Saliendo de la bruma, Mercedes busca siempre a Daniela el día en que las dos celebraban su cumpleaños y logra iluminarla por un largo silencio, el tiempo suficiente para darle un abrazo.
Esteban, menos afortunado, aprovecha los pasajeros recuerdos de sus nietos para pasar el día de su santo recibiendo visitas que al rato van perdiéndose por no tener a nadie.
Hay otros, intermedios en la intensidad de los recuerdos o simplemente más favorecidos cuando estos empiezan a juntarse, que se encuentran a veces en medio de un despunte de colores con alguien que conocieron quizás por unos días, quizás por unos meses, y con el que coinciden en misterio de onomástico o de casualidad absoluta, juntos por un oasis de memoria que los saca y los vuelve y los deja vivir por un tiempo sin tiempo lo que en otros lugares se llamaría vida.

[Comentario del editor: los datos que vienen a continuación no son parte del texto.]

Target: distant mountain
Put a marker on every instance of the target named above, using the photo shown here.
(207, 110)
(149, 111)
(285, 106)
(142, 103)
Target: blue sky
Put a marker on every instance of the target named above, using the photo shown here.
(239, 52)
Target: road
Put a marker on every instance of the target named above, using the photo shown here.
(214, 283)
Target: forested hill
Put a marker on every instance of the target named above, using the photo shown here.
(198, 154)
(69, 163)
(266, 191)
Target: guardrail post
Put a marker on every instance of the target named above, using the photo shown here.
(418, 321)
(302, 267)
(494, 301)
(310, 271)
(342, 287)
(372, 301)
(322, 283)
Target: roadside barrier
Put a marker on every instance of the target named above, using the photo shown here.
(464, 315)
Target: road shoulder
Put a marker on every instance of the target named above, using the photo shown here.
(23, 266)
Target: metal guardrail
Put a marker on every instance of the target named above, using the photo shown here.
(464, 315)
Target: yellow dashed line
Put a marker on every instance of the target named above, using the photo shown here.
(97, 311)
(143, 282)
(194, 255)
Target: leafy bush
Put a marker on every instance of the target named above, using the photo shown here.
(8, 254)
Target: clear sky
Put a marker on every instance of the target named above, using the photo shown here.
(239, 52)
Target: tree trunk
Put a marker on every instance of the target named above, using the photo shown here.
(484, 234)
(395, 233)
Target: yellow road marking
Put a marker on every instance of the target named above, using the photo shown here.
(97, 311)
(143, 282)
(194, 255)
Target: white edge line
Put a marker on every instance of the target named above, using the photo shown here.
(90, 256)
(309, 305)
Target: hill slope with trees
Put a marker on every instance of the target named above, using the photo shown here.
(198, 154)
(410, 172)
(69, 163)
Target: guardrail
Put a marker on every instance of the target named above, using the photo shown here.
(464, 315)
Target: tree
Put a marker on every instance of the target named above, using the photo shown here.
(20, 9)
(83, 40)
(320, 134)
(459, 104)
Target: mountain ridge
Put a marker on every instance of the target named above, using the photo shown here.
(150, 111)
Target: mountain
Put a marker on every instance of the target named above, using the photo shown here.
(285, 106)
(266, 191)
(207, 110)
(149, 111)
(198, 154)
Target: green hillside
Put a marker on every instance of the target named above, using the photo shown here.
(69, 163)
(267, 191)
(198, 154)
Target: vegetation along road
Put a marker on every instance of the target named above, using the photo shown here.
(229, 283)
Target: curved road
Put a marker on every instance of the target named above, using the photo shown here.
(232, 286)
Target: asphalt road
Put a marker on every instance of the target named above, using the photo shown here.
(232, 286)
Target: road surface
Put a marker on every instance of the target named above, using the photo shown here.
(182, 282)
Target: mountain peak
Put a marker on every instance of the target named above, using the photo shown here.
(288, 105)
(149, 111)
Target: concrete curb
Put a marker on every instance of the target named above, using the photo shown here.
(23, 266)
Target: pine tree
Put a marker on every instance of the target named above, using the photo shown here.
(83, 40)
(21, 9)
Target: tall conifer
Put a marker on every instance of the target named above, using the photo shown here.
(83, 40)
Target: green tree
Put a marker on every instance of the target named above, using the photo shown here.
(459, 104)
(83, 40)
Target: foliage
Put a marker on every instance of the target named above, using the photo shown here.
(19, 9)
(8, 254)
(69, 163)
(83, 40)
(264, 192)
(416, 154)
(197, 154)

De todos los que pasan y atraviesan felices o indiferentes por la niebla, una figura siempre: la de Yelena Krakowia, la mujer con largas trenzas del poblado de Kazimierz, que terminó siendo anciana y famosa en el siglo XVIII de otro tiempo por contar cuentos tradicionales en la plaza y a la que todavía, aunque muy de cuando en cuando, se le acercan figuras a punto de perderse en la neblina a pedirle una historia.